The Black Panther has become an increasingly problematical character over the years. When introduced by Jack Kirby and Stan Lee in 1966 he was groundbreaking as an African superhero ruling his kingdom of Wakanda, but his creators gave little thought to his background beyond the needs of the plot. It’s reprinted here if anyone needs convincing. In more recent times questions have come to be asked about why the T’Challa, the Black Panther has no real African culture about him.

In Ta-Nehisi Coates Marvel hired an intellectual heavyweight with impeccable writing credentials to solve that problem, and he makes an opening statement by naming his story after Steven Hahn’s Pulitzer Prize-winning history of black America. One wonders what any new readers he may have brought to the Black Panther have made of his version, as there’s certainly no concessions to them. They’re greeted by page after page of portentous captions, overwrought dialogue that at times verges on the laughable, philosophical justification for every deed, and a story that’s indescribably dull.
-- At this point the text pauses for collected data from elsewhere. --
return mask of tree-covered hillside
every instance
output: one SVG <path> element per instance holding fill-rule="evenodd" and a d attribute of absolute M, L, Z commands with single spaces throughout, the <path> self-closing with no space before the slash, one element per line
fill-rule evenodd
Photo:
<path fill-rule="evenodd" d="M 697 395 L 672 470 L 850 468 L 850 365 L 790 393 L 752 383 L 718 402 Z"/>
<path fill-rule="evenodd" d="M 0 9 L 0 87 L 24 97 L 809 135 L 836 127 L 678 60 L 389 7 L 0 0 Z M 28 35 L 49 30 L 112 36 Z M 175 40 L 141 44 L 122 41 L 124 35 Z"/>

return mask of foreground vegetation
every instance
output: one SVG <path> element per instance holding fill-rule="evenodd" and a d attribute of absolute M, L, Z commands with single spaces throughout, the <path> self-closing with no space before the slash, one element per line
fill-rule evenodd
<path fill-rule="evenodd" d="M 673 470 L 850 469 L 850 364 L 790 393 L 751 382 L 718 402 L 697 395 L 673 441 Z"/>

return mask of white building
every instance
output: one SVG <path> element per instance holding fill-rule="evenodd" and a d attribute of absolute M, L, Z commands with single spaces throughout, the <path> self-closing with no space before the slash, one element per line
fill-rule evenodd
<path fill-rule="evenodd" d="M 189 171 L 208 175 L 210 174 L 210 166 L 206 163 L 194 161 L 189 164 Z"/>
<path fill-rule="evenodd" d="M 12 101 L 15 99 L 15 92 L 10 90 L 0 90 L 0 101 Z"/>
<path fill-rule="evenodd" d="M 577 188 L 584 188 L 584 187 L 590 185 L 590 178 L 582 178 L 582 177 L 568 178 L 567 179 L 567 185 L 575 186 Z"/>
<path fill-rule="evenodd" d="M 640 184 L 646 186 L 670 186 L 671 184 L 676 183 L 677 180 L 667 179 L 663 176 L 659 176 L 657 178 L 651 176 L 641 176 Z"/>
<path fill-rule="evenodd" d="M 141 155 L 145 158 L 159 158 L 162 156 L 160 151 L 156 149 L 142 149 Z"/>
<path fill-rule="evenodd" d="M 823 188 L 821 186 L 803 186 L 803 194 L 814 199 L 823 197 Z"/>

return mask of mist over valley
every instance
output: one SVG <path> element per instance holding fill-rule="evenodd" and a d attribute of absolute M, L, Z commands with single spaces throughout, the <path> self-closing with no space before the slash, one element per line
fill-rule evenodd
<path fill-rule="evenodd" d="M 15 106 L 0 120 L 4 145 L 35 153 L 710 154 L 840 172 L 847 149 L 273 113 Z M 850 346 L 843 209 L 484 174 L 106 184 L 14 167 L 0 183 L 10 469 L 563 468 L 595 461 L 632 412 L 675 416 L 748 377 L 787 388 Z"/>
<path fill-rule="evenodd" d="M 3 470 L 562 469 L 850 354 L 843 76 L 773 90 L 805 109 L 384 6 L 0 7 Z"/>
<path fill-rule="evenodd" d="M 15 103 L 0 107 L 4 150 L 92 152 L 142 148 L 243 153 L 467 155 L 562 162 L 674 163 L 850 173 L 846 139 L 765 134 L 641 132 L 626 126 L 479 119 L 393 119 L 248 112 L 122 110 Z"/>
The basis of it is that a women who serves among the Panther’s elite guard is sentenced to death for her own murder of a village chief known to prey on children. A colleague considers this adherence to law to be unjustified, rescues her friend and lover, steals some experimental armour, and they set about uniting the disgruntled and disenfranchised of Wakanda. This is a country suffering the effects of natural disasters and attacks from cosmic powers, where the population are quickly convinced their King has deserted them, and revolution is fermented. Coates switches his attention around several people at greater or lesser odds with the Black Panther, and the tedium is disappointing as he has valid points to make. One is a consideration of why people turn to extreme organisations as the solution to their grievances, and the manipulation employed in some instances, and another is the treatment of Wakanda as nation rather than a convenient backdrop.

Brian Stelfreeze has ensured that the Panther’s environment reflects both his heritage and his established technological know how. The art throughout holds great appeal with eye-catching designs, good visual characterisation and interesting layouts. He’s helped greatly by the thoughtful colouring of Laura Martin, who deals largely in brightness, but also works in distinctive palettes for different areas and moods.

Among the process notes in the back Stelfreeze remarks that Coates is still evolving as a comics writer. It’s to be hoped that this evolution accelerates, as surely a fundamental expectation of a superhero graphic novel, beyond verisimilitude, beyond political correctness, beyond moralising, is some excitement, and that’s entirely absent from this first volume of A Nation Under Our Feet.